The nonsensical solutions you are proposing are harmful to the trans issues. All of us are real people who may face this issue in real life and are here to understand the issues and figure out possible solutions. As the father of competitive daughters, I would vote against a solution like yours if it came up in a school election. I’m here because I’m hoping for useful discussions that come up with practical solutions which allow both trans and cis kids to play in sports. Nonsensical solutions like you are proposing are just a distraction and make me less likely to support trans kids in sports because people like you are not really looking for actual solutions.

I run. But I’m not a “runner”. I have participated in multiple amateur sports and have trained for sprint distance triathlons. So I know what it takes. Your solution to judge a winner of a race based on blood chemistry and heart rate is laughable.

I was a competitive downhill skier in college. You’re just wrong.

Downhill skiing is a endurance sport? Look at the results in cold open-water swims of over 40 km. Women kill it. Girl students would kill it, too.

My initial proposal was to let trans girls compete with other girls since they are all girls. But people keep bringing up side issues. My plan addresses thoses issues.

I could go back to saying let all girls compete in girls’ sports, but then people will attack that on “fairness” grounds.

The only way to address trans girls in school sports is just let them compete as the girls they are or re-form sports.

Just stop.

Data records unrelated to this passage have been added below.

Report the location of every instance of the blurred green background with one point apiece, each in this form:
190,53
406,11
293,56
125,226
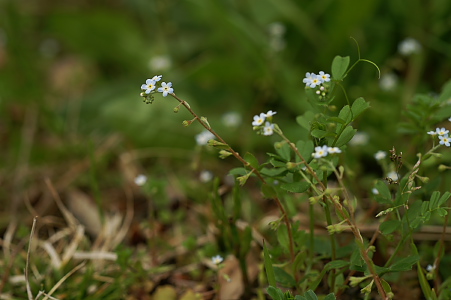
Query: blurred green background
71,71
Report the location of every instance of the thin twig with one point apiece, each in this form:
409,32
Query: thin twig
33,227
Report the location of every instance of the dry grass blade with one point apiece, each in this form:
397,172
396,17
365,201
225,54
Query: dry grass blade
57,285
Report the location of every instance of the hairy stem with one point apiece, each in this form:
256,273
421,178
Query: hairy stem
245,163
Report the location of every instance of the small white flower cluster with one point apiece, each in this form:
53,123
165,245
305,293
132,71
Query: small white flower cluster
442,135
312,80
150,87
324,151
268,127
217,259
203,137
380,155
409,46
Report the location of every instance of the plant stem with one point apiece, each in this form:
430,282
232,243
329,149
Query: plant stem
339,209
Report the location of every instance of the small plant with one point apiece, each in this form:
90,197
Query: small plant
316,169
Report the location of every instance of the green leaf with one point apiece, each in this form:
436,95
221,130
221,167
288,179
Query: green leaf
446,92
345,136
295,187
359,106
245,241
283,238
238,171
356,259
345,114
434,200
444,198
284,278
269,191
275,293
404,264
252,160
336,264
273,172
306,119
339,67
336,120
305,148
384,196
269,268
318,133
284,151
425,287
442,212
390,226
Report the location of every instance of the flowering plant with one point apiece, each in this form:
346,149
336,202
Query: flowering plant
315,168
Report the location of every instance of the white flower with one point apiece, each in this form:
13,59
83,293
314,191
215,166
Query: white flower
388,82
268,129
166,88
259,119
359,139
231,119
148,86
380,155
409,46
316,80
444,140
333,150
270,113
205,176
157,78
217,259
324,76
320,152
441,131
203,137
141,180
393,175
308,78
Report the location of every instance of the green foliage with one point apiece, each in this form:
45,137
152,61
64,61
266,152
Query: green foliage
227,56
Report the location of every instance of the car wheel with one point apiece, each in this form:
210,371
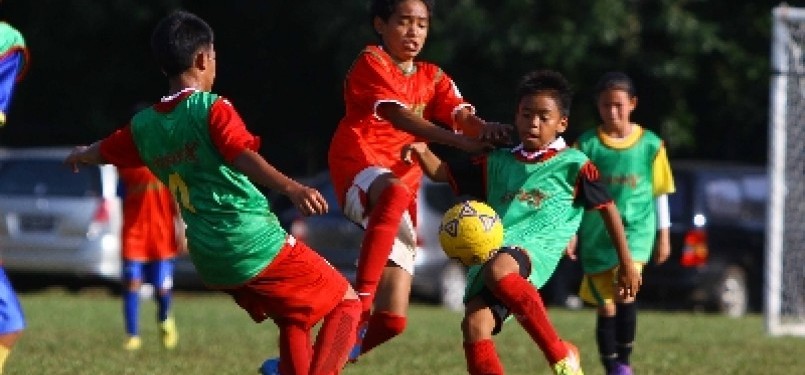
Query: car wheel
732,293
453,281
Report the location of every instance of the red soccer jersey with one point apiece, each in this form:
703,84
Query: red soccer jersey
363,138
148,232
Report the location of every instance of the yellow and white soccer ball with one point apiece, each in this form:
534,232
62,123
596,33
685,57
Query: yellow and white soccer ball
471,232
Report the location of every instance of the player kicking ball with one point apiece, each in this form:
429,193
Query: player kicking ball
540,189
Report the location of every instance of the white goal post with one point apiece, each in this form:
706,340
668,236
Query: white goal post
785,233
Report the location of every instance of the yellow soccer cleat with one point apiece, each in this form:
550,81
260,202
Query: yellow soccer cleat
570,365
133,343
170,336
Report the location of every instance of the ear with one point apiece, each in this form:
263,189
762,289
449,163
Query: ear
562,125
201,60
379,25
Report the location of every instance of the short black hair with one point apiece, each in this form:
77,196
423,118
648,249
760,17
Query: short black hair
547,81
615,81
385,8
177,38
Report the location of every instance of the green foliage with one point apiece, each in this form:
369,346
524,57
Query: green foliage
83,334
701,67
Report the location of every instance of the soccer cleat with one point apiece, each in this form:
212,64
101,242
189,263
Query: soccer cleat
571,364
621,369
356,349
270,367
170,336
133,343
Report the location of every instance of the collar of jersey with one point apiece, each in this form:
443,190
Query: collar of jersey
546,153
621,143
168,103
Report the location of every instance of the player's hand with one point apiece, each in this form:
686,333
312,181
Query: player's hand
75,157
570,250
497,133
416,148
629,281
662,249
308,201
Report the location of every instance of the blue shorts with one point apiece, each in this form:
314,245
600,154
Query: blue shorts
11,317
158,273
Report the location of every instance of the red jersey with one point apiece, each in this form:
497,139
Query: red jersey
148,231
365,139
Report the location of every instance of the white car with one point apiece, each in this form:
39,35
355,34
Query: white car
54,222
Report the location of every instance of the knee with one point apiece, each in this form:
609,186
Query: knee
392,324
474,328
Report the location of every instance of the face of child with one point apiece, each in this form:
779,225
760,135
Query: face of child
539,121
406,30
615,107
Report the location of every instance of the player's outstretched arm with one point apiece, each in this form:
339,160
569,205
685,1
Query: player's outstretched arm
308,200
84,155
432,166
476,127
629,279
407,121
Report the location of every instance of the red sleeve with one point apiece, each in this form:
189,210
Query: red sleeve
228,131
119,149
446,99
371,81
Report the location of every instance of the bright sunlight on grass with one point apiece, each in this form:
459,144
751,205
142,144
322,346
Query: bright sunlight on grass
83,333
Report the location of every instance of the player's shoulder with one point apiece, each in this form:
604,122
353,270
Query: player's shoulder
574,154
587,135
648,134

Your reasoning is fundamentally absurd.

What makes you even think girls students (much less any other student) would want to participate in that?

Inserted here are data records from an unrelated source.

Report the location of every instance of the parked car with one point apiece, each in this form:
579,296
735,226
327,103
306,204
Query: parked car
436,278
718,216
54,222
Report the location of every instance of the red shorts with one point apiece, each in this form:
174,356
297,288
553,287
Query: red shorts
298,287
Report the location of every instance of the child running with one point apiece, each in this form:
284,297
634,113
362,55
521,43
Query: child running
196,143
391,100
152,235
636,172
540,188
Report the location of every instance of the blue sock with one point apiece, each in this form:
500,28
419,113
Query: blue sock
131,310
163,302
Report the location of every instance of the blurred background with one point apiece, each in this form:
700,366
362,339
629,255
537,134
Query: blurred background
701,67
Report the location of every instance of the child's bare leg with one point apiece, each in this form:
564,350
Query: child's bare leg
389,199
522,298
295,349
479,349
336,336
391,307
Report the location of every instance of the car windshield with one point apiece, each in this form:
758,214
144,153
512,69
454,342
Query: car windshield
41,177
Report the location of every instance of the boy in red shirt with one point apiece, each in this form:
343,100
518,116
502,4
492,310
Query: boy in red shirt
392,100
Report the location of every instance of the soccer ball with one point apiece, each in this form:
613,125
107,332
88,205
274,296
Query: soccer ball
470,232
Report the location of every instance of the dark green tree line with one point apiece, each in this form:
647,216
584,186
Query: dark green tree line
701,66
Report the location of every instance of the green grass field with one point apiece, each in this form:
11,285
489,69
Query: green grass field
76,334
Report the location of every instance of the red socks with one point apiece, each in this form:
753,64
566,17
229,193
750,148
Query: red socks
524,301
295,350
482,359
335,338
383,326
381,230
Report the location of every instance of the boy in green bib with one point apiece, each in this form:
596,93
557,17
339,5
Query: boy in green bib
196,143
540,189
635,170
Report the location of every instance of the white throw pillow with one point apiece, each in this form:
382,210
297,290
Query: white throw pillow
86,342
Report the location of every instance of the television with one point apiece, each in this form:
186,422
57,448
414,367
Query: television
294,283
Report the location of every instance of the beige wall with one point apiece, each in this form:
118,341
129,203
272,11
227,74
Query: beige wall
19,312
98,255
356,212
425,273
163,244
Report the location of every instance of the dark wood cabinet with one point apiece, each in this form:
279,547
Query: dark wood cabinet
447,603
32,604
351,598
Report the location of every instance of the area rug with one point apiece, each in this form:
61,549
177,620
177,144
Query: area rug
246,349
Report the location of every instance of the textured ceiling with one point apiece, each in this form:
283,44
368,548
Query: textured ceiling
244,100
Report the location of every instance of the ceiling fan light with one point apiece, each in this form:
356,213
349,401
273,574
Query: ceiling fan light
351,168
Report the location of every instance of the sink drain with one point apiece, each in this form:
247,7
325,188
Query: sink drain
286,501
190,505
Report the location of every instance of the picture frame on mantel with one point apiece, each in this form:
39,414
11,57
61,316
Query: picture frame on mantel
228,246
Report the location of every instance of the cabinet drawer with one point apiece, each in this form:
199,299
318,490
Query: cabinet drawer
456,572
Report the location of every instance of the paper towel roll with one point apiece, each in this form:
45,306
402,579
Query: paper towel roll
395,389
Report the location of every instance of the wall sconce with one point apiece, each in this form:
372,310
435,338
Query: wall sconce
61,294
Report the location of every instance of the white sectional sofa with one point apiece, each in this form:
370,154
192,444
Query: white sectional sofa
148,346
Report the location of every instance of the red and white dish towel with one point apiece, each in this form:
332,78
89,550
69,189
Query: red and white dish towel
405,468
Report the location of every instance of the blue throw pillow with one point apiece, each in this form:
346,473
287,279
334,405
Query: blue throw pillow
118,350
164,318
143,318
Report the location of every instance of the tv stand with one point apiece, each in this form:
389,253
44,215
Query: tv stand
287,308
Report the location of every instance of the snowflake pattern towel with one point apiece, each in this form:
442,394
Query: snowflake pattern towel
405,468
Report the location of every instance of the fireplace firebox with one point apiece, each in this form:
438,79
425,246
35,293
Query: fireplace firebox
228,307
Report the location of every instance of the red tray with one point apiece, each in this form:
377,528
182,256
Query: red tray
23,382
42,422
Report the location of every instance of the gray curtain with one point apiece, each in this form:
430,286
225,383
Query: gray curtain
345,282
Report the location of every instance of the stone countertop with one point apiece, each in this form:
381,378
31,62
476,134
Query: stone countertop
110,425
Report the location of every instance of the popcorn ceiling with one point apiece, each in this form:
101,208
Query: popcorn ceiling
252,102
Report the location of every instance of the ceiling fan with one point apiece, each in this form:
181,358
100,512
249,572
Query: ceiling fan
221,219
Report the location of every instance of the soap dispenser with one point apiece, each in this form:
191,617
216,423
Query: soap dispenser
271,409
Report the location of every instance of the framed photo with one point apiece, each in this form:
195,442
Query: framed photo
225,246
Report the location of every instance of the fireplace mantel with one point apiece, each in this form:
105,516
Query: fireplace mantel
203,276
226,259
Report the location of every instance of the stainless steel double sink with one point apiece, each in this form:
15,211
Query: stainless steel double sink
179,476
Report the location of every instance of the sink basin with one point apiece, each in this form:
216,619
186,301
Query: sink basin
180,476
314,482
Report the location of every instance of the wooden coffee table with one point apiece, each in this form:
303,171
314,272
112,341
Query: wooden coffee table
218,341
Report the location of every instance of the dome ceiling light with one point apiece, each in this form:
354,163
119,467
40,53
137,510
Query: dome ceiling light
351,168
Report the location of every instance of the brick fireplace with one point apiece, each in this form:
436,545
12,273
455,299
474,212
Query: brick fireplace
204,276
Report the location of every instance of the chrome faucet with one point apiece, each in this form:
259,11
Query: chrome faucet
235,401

You seem to be stuck on that for some reason, even though very few participate in that sort of thing.

As far as I can tell, the record for swimming the English Channel is held by a guy; but, of course, that’s only ~34 km. The record for swimming it two ways, though, also appears to be held by a guy — just like the record for three ways.

Why 40 km?

This looked at 46 km. “The best women were ≈12 - 14% faster than the men in a 46-km open-water ultradistance race with temperatures < 20°C.”

Who currently holds the record for that swim?

But, let’s say that, notwithstanding the nichest-of-the-niche characteristics of this activity, the cold-water open over-40km swims are distinctly favorable to XX humans. So?
Maybe XX humans are also better at, say, cheese rolling races, that doesn’t mean that we should socially engineer the whole landscspe of sports just to find a tiny, tiny few that might give some women an advantage.
Also, that type of swims might also mean fewer people even could try them. It’s not like you can “hey, let’s have some pickup 40km swim” or that there would be many “40km swim moms” in minivans taking their daughter to meets in Nome.
It also would screw trans athletes.

How does that relate to students? We can extrapolate that girl students would be similarly good as adult women, but I’m not sure what the world record holder’s name has to do with anything.

In any case, I don’t know a single person who holds a world record for any race in any sport for any distance.